Zone 1 counties have the highest deer densities in the state, above management goals. In the Zone 1 counties there is an unlimited bag limit on antlerless deer, provided hunters have obtained the required permits.

Art Lander Jr. is outdoors editor for the Northern Kentucky Tribune. He is a native Kentuckian, a graduate of Western Kentucky University and a life-long hunter, angler, gardener and nature enthusiast. He has worked as a newspaper columnist, magazine journalist and author and is a former staff writer for Kentucky Afield Magazine, editor of the annual Kentucky Hunting & Trapping Guide and Kentucky Spring Hunting Guide, and co-writer of the Kentucky Afield Outdoors newspaper column.

Anecdotal evidence suggests that there was a good fawn crop last spring in some areas of central Kentucky, but Thompson said “ the fawn crop varies by region. It’s localized.”

The 2021-22 Kentucky White-tailed Deer Harvest and Population Report estimated that the statewide deer population was 919,308.

“We don’t expect any major difference in the statewide deer population (this year),” said Thompson. “(That figure) is just a good estimated average.”

Favorable Hunting Weather

Last September as hunting was about to get underway, Thompson said “we’re hoping for good hunting weather.”

And generally, favorable hunting weather was the case throughout most of the season.

Weather during deer season is a major factor in how many hunters go afield, and ultimately the number of deer harvested.

• During the early archery hunts, the weather was warm and sunny with no rain. Hunters posted the second-highest harvest total on record for September, 7,119 deer. That total is 1,090 deer above the 10-year average for September.

• For the early season weekend hunts in October, the youth-only gun season and early muzzleloader, it was also sunny and warm, with no rain.

The total October harvest, which included archery hunting, was 16,072, which is 3,794 more than during October 2021.

• For deer season’s main event, modern gun season, November 12-27, it was cloudy and rainy on opening weekend, then cloudy, with seasonal temperatures and some rain, during the remainder of the season.

Nevertheless, the deer harvest for November was 106,553, an increase of 3,713 deer over November 2021.
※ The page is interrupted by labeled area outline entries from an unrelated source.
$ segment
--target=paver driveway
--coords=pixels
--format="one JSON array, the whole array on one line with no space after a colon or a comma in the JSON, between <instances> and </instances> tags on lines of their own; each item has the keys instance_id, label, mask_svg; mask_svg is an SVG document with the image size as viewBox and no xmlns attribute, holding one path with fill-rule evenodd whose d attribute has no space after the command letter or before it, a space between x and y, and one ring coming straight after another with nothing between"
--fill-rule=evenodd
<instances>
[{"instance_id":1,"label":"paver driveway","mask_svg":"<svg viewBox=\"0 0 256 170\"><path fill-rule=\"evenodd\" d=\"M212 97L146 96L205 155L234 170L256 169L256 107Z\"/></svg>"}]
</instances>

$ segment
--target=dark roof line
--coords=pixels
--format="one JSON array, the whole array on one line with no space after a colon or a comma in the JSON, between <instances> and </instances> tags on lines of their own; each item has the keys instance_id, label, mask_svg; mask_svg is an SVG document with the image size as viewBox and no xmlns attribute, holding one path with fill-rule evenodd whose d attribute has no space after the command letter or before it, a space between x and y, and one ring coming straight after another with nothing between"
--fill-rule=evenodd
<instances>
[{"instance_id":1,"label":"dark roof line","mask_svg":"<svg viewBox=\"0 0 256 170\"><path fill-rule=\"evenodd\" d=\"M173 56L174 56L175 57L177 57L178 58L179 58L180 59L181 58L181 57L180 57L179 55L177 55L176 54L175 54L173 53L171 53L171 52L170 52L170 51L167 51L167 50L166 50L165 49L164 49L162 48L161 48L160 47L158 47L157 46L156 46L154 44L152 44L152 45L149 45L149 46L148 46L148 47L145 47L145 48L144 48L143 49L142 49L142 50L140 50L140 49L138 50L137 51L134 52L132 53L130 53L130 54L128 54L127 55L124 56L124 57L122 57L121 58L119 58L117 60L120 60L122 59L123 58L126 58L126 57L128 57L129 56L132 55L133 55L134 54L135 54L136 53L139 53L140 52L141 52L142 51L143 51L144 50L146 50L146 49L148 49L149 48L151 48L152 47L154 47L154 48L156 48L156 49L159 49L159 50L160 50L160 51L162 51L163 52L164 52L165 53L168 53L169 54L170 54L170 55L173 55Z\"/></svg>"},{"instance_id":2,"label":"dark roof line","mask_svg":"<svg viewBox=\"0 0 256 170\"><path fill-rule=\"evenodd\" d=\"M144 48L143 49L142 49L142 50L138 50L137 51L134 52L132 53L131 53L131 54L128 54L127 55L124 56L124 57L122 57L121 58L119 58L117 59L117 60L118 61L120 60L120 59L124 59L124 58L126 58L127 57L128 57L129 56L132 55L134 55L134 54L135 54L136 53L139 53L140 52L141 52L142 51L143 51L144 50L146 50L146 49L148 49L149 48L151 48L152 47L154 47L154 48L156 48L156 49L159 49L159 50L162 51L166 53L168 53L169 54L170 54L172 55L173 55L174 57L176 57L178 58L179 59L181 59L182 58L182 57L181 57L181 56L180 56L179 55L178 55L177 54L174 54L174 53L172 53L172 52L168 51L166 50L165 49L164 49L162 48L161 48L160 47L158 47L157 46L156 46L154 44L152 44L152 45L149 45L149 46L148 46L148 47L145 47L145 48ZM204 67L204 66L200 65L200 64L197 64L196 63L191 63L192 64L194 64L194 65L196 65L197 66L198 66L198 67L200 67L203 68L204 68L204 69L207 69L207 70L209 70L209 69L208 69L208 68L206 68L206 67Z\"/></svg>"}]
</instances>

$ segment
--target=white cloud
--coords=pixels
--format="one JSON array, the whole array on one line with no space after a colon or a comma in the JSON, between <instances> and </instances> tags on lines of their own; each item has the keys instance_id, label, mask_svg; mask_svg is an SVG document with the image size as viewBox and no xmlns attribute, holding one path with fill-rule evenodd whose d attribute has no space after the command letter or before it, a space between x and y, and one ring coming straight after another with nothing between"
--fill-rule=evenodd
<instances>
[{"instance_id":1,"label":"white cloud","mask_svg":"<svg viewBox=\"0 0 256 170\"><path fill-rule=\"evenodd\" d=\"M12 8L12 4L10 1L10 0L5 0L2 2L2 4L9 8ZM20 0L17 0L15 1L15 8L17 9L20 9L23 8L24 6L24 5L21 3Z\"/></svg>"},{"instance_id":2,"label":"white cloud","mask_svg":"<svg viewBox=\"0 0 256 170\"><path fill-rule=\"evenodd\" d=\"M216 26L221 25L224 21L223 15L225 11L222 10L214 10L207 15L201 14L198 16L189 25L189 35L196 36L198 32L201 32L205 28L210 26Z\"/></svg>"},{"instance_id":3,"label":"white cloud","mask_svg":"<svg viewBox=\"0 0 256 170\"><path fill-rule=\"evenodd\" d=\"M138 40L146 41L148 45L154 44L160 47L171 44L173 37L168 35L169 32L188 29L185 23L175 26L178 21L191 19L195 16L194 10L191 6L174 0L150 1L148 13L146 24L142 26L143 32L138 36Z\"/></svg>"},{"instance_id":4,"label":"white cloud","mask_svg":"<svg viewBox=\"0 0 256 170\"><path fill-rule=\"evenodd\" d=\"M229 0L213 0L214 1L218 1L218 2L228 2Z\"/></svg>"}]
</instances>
“The worst weather was on opening day,” said Thompson. It was good on Sunday (November 13), and was seasonable during the other weekends of the season

Hunters reported taking about 102,000 deer during modern gun season, said Thompson.

a harvested mature white-tailed buck (Photo by Art Lander, Jr.)

• In December and January there were some spells of poor hunting weather during the late muzzleloader season, free youth weekend, and archery seasons. There were heavy rains, snow, bitterly cold temperatures, and wind chills.

But despite these poor weather conditions, the deer harvest was good.

In December, hunters reported taking 11,126 deer, a whopping increase of 3,777 deer more that the 2021 season.

In January the deer harvest dropped only slightly to 3,633 from the 2021 harvest of 3,788, the all-time high for the month.

• A spotty mast crop may have been a factor in the increased deer harvest.

“We aren’t seeing a bumper crop of acorns in most areas, so deer should be on the move in search of food this fall to sustain them through the winter,” said Thompson on November 1, 2022. “This will mean good opportunities for hunters to see more deer.”

Deer harvest in Kentucky over the past 10 years is trending in a range from a high of 155,734 in 2015, to a low of 132,328 in 2021. Fluctuations in deer harvest are a normal occurrence, due to a number of factors.